Le nouveau code n’est pas porteur des germes d’une crise. Ce qui est regrettable c’est la désinformation dont font preuve certains hommes politiques en méconnaissance des lois de la République. Les principes de la démocratie sont clairs. Lorsque la majorité vote une loi qui n’est pas de votre goût, vous avez la liberté de porter votre recours devant l’organe régulateur qui est la Cour constitutionnelle. Mais procéder à la désinformation afin de jouer sur l’émotion des populations serait un acte condamnable et en déphasage des principes démocratiques qu’on veut pourtant prôner. Par exemple lorsque la proposition de la révision de la constitution proposée par le député ASSAN SÉÏBOU a été rejetée par la minorité de blocage, aucun militant du BR ne s’en est plaint. On est plutôt resté respectueux des principes de la démocratie et des règlements intérieurs de l’Assemblée nationale. Aucun mouvancier n’a fait de la désinformation. Pourquoi c’est en ce moment qu’il y a tant de bruit ? Veut - on remettre en cause le principe de la majorité en démocratie ?

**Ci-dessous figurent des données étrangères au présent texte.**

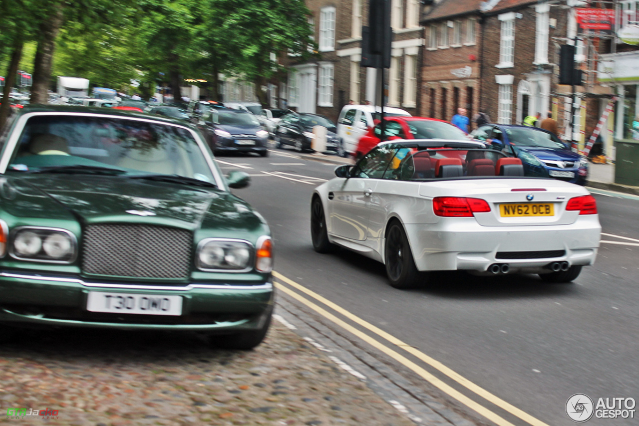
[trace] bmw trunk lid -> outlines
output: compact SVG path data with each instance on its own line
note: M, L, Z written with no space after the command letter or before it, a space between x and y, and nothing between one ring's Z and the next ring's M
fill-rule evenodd
M581 186L552 179L462 179L420 185L428 197L465 197L484 200L490 211L473 214L483 226L568 225L579 217L567 211L568 201L589 194Z

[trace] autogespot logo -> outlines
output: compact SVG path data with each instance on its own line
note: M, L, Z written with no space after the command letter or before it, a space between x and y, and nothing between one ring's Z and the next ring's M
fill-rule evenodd
M575 393L566 402L566 413L573 422L587 422L594 412L592 400L585 393Z

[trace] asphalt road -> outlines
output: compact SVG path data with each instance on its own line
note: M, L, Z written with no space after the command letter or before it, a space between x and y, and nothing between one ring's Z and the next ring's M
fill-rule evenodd
M639 197L595 194L603 232L609 234L602 240L613 242L602 243L596 264L585 268L574 283L548 284L532 275L440 273L425 288L403 291L389 285L380 263L343 250L328 255L313 251L312 190L334 176L335 165L279 149L268 158L219 160L224 171L239 168L252 175L251 186L235 194L268 221L277 272L534 418L522 420L411 358L507 422L573 424L564 406L577 393L596 404L600 397L639 400ZM366 343L359 347L376 353ZM394 362L381 353L379 357ZM415 386L429 388L395 363ZM491 424L465 404L452 404L466 409L476 423ZM639 423L636 417L593 417L587 424L634 425Z

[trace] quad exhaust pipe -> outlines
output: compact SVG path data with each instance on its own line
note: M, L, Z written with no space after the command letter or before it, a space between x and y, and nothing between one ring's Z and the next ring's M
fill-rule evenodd
M570 264L566 261L563 262L553 262L549 263L546 266L546 269L549 269L553 272L558 272L559 271L567 271L570 269Z
M507 263L493 263L488 266L488 270L497 275L500 273L508 273L508 271L511 270L511 267L508 266Z

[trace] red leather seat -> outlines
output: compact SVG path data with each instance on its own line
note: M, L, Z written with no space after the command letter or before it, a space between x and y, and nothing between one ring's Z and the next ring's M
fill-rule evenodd
M468 163L468 176L494 176L495 163L489 158L476 158Z
M439 158L435 164L435 176L454 178L463 174L460 158Z
M500 176L523 176L523 165L519 158L504 157L497 160L495 174Z
M428 179L433 177L431 169L431 156L428 153L419 153L413 156L415 171L413 179Z

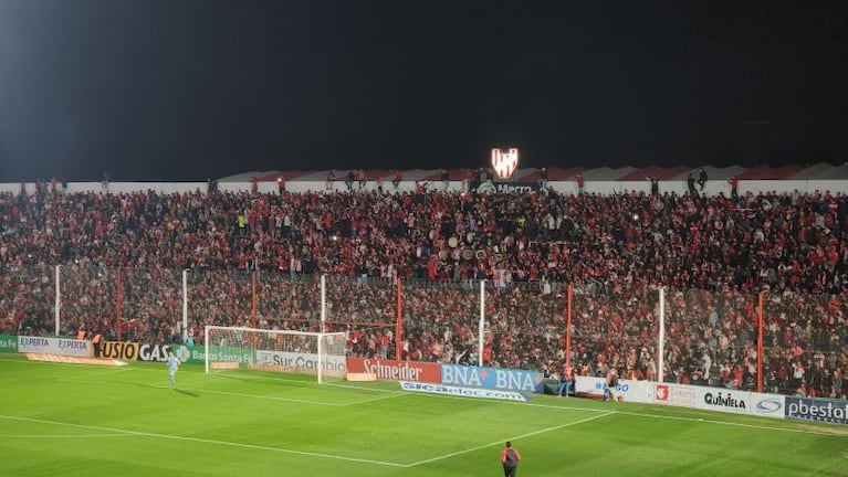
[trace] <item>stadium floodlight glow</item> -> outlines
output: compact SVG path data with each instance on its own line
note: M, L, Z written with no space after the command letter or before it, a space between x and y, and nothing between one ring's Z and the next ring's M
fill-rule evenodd
M313 374L318 384L345 379L347 332L207 326L206 372L278 371Z
M500 180L511 180L519 170L519 149L492 149L492 169Z

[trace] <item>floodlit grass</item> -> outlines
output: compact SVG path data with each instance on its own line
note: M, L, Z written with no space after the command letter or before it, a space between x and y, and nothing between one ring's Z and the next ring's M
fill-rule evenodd
M848 476L848 428L397 383L0 358L0 476Z

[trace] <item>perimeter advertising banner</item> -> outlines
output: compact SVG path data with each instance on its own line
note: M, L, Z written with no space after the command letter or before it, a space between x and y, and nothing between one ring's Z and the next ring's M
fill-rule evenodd
M748 413L757 417L784 418L786 396L776 394L751 393Z
M138 346L138 361L168 361L168 350L171 344L140 343Z
M325 356L322 364L317 353L257 350L257 363L270 365L269 370L278 369L280 371L317 373L318 365L323 365L325 371L334 374L347 372L343 356Z
M693 386L693 389L695 391L695 409L735 414L750 413L751 393L747 391L703 386Z
M786 396L786 418L848 424L848 401Z
M441 383L510 391L545 392L538 371L441 364Z
M441 382L441 365L423 361L396 361L375 358L347 358L347 371L374 374L377 379Z
M139 346L129 341L106 341L101 347L101 358L135 361L138 359Z
M92 343L70 338L18 337L18 352L91 358Z
M18 352L18 337L0 335L0 352Z
M188 347L185 344L175 344L174 346L174 356L179 358L182 362L188 362L192 364L203 364L206 361L206 347L203 346L192 346Z
M203 364L206 362L206 347L192 346L187 347L185 344L167 346L174 350L174 356L179 358L182 362ZM255 351L247 348L233 348L233 347L210 347L211 354L209 361L212 362L239 362L239 363L252 363L257 360ZM167 354L166 354L167 356Z

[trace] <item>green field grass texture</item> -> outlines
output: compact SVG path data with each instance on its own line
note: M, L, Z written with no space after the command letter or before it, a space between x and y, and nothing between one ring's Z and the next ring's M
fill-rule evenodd
M848 476L848 430L632 403L402 392L395 382L0 359L0 476Z

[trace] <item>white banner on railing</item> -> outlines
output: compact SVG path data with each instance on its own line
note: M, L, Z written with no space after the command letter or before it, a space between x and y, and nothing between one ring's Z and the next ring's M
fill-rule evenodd
M751 393L726 388L687 386L695 392L695 409L748 414Z
M604 378L576 377L574 379L574 395L580 398L604 399Z
M786 418L786 396L751 393L748 413L760 417Z
M36 352L44 354L72 356L91 358L92 343L85 340L70 338L18 337L18 352Z

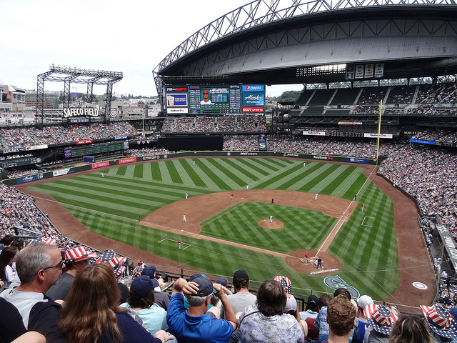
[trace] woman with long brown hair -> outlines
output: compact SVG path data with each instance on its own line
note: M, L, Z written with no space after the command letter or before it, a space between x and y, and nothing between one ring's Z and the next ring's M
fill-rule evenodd
M256 305L248 306L238 319L241 343L303 343L303 330L292 316L284 313L287 297L275 280L265 281L257 289Z
M61 313L59 327L68 343L164 343L173 338L163 330L153 337L119 307L120 297L109 264L86 267L75 278Z

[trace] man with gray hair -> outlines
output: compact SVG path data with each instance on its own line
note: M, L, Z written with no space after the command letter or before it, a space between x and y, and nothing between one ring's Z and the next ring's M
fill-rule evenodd
M224 305L226 319L206 314L214 290ZM184 296L189 299L189 309L184 305ZM213 284L206 277L189 282L181 278L174 283L166 322L179 343L226 343L236 329L236 317L222 285Z
M17 309L26 329L42 334L48 343L65 342L58 327L61 306L45 295L59 280L64 267L60 250L55 245L29 245L16 255L16 269L21 285L0 294ZM21 333L11 334L19 337Z

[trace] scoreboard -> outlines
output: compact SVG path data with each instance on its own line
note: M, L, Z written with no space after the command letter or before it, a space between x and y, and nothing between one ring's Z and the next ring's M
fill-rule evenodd
M265 112L265 86L166 86L167 114L244 114Z
M81 148L73 148L64 149L64 156L66 159L78 157L80 156L94 155L104 152L118 151L129 149L129 142L114 143L110 144L97 144Z

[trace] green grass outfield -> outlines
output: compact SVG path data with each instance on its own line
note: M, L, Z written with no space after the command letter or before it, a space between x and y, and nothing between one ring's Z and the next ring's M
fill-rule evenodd
M195 165L193 164L195 161ZM341 262L338 275L361 294L383 299L396 289L397 244L391 199L354 165L275 158L179 159L112 168L31 186L28 190L53 196L90 230L176 261L231 279L246 269L253 287L285 275L293 292L328 292L323 279L289 268L283 258L162 232L138 224L156 209L184 199L209 193L281 189L318 193L352 199L358 193L365 212L355 211L340 229L327 253ZM201 234L281 253L317 249L336 222L321 212L259 202L238 203L201 223ZM196 209L196 210L198 210ZM284 226L271 230L257 222L272 214ZM370 218L366 218L370 217ZM177 249L183 240L185 249ZM189 246L187 245L189 244ZM106 247L109 249L109 247ZM325 261L324 261L325 263ZM166 266L157 266L165 269Z

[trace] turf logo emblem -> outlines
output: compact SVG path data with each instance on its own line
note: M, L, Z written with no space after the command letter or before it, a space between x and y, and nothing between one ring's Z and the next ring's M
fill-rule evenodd
M323 279L323 283L332 289L336 289L338 288L346 288L349 293L351 293L351 299L358 299L360 293L353 286L346 284L343 279L338 275L334 277L327 277Z

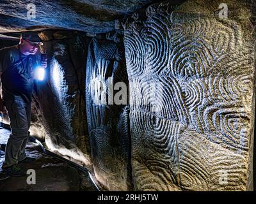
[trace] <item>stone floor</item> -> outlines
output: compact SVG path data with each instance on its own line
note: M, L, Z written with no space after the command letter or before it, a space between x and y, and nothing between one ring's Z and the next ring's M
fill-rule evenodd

En Europe, il s’observe un recul du bipartisme. Au Bénin, on fait l’impossible pour en faire un modèle. N’y a-t-il pas quelque chose qui cloche ?
D’abord il faut comprendre que la volonté d’aller aux grands regroupements des partis ne date pas de la rupture. Le peuple en demande depuis fort longtemps et les politiques l’ont récemment expérimenté, notamment en 2011 où les partis politiques sous le nom Union fait la nation se sont rassemblés pour porter la candidature de Me Adrien HOUNGBÉDJI. De même en 2016, on a vu la volonté des politiques regroupés dans les trois grands partis politiques d’alors (FCBE, RB, PRD) pour porter le candidat Lionel ZINSOU.
Ensuite quand on regarde les grands pays d’Afrique, d’Europe ou d’Amérique, on se convainc de l’utilité, de la grandeur et de l’envergure des partis ainsi que de leur présence partout sur le territoire national.
Un mot pour conclure cet entretien
Je voudrais inviter les populations à rester sereines et à faire confiance à leurs élus. On ne doit pas se laisser distraire par la désinformation et la victimisation dont certains politiciens ont l’habitude en de pareilles circonstances pour se faire une visibilité. Le parti Bloc républicain reste ouvert à toutes propositions pouvant permettre à notre pays de continuer sa marche vers le développement durable amorcé depuis 2016.
Je tiens également à rappeler à tous ceux qui crient à l’exclusion et qui font de la désinformation d’arpenter les voies démocratiques pour se faire entendre. Le vrai démocrate respecte les principes démocratiques, et la loi de la majorité en fait partie.
Pour finir je voudrais rappeler qu’aucune disposition du code électoral n’exclut personne pour 2026 tout particulièrement. Les partis LD, UP-R et BR disposent chacun des parrains nécessaires pour porter un aspirant à la présidentielle.
Faisons confiance à nos institutions, ayons le courage de changer nos habitudes pour évoluer vers le développement tant chanté.